There is also a private Art Management High School located at Táborská 185 and a private Rašín High School located at Šámalov 60.

== Transport ==
The railway line in the direction from Brno to Svitavy passes through the town, and there is also a railway station with a branch. Due to its small distance from the city center, the district has a very dense road network, which enables it to have good transport connections with the surrounding districts. The territory of the city district is partially crossed from north to south by the four-lane route of the so-called large city ring road, which provides a connection with the city districts of Brno-Černovice and Brno-Maloměřice an Obřany. However, this road, which is often congested on working days, also has a negative impact on the quality of living in the surrounding houses. However, you can also get to the Brno-Černovice district from Životského street. Another important route is road I/642, which provides a transport connection with the Brno-Vinohrady district, which can also be reached via Líšeňská street and a subsequent turn onto Křtinská street.
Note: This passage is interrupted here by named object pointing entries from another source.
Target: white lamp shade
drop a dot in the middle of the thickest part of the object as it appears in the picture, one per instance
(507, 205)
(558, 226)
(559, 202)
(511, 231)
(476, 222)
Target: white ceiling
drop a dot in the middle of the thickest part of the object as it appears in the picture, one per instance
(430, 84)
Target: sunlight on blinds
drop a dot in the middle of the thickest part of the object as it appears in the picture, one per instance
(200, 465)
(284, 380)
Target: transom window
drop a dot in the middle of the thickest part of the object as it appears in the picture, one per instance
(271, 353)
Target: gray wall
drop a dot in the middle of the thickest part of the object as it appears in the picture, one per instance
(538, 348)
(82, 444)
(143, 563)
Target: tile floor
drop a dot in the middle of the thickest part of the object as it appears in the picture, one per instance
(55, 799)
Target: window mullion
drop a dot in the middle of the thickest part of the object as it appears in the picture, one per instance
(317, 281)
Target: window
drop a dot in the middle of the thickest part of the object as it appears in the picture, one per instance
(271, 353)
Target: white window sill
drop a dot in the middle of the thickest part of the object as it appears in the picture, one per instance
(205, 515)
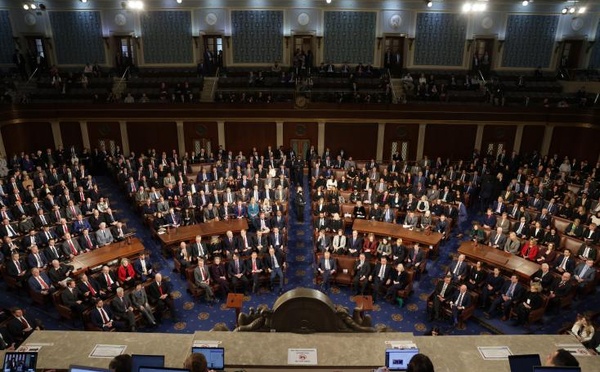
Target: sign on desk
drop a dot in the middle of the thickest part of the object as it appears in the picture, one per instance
(306, 357)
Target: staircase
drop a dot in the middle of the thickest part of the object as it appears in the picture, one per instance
(398, 94)
(209, 88)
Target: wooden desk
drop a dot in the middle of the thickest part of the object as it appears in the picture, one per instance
(503, 260)
(397, 231)
(174, 236)
(106, 254)
(235, 301)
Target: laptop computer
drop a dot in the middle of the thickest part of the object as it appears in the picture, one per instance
(398, 359)
(19, 362)
(138, 360)
(524, 362)
(75, 368)
(215, 356)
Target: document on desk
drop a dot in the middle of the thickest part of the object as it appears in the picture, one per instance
(305, 357)
(494, 352)
(107, 351)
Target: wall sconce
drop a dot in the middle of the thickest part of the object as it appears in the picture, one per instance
(590, 45)
(500, 45)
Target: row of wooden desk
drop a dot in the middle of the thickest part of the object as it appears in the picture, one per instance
(499, 258)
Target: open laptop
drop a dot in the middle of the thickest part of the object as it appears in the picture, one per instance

Through the edge of the Brno-Vinohrady district, you can also reach Brno-Líšeň. Another important route offering a direct connection with Brno-Líšeň is the four-lane road on Jedovnická street, passing around the area of the Brno incinerator. This road can be reached via Bělohorská street. The road on Bubeníčkova and Zábrdovická streets provides a transport connection with Brno-sever, which connects to the already mentioned route of the large city ring near the district office.

Public transport connections with other parts of the city are provided by the transport company of the city of Brno, via tram lines 2, 3, 8 and 9, bus lines 44, 55, 58, 64, 74, 75, E75, 78, 82 and 84, trolleybus lines 25 and 26 (to Kamenný Vrch, to Starý Lískovec and to Líšeň), 27 (to Brno-Vinohrady) and night bus lines N89, N97 and N98.